Lauren Alessi, Assistant Director of the Community Literacy Center, is continuing in her third year at CSU. She began studying here in 2011, and is currently a master’s student in the Sociology department. Alessi shared her passion for the work that she does, and gave me more insight as to what the CLC does for the community.
What is your job position and current role at the CLC? I’m the assistant director of the CLC, so my role is to supervise the interns. We have four interns right now as well as the volunteers, and we have about 10 volunteers. I also research and apply for different grants because we are grant funded, and I do a lot of community outreach as well. We have publications that we put out each semester through our program, and so I’ll have people email me about the journals. We distribute them throughout the community and out of state.
What does your typical day of work consist of? A day at the office varies quite a bit. One of the main things we do is the “Speak Out Writing Workshop,” and that’s a weekly writing workshop that takes place at the jail.

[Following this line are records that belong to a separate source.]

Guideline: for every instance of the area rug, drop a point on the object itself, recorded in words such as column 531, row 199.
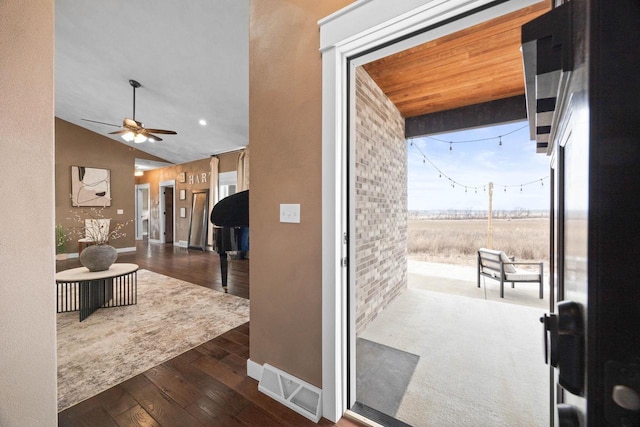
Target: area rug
column 114, row 344
column 382, row 368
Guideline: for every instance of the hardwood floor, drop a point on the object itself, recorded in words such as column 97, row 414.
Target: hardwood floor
column 206, row 386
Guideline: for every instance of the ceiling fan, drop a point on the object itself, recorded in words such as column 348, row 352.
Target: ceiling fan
column 133, row 130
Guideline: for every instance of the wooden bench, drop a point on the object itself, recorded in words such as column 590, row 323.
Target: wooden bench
column 498, row 266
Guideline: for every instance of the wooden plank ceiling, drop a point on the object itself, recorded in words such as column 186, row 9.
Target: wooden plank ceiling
column 479, row 64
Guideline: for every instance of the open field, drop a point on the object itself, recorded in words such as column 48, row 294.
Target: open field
column 456, row 241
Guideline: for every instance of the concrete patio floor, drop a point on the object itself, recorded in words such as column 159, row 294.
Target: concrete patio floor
column 481, row 359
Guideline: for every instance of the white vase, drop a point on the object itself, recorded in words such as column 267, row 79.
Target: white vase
column 98, row 257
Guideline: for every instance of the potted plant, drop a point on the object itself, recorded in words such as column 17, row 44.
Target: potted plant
column 61, row 243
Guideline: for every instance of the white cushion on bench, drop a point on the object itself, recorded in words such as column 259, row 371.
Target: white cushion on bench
column 522, row 276
column 508, row 268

So some days there will be workshops going on, other days there are many meetings, or if there’s a grant due I’ll be working to get that together; there’s just a lot that goes on from week to week.
What is one of your favorite things about the CLC? One of my favorite things about the CLC is the community readings that we do each semester. Towards the end of the semester when the CLC publication comes out, we have community wide readings at the jail, and local coffee shops for the Turning Point groups. So the writers will share their work, and it has a poetry reading feel to it. With the jail readings, people from the community are allowed to come, and it’s a huge celebration of their work being published in the journal. It’s such a great event, and it’s cool to see them share the work that they’ve written.
Describe Eddy in one word. Traffic-jammed. [laughs]
Favorite book: It’s “The Age of Innocence”, by Edith Wharton. I just really love her voice, the way that she writes, and her kind of command of language; it’s really exciting for me.
Do you have any advice for English majors? Clear your bookshelves!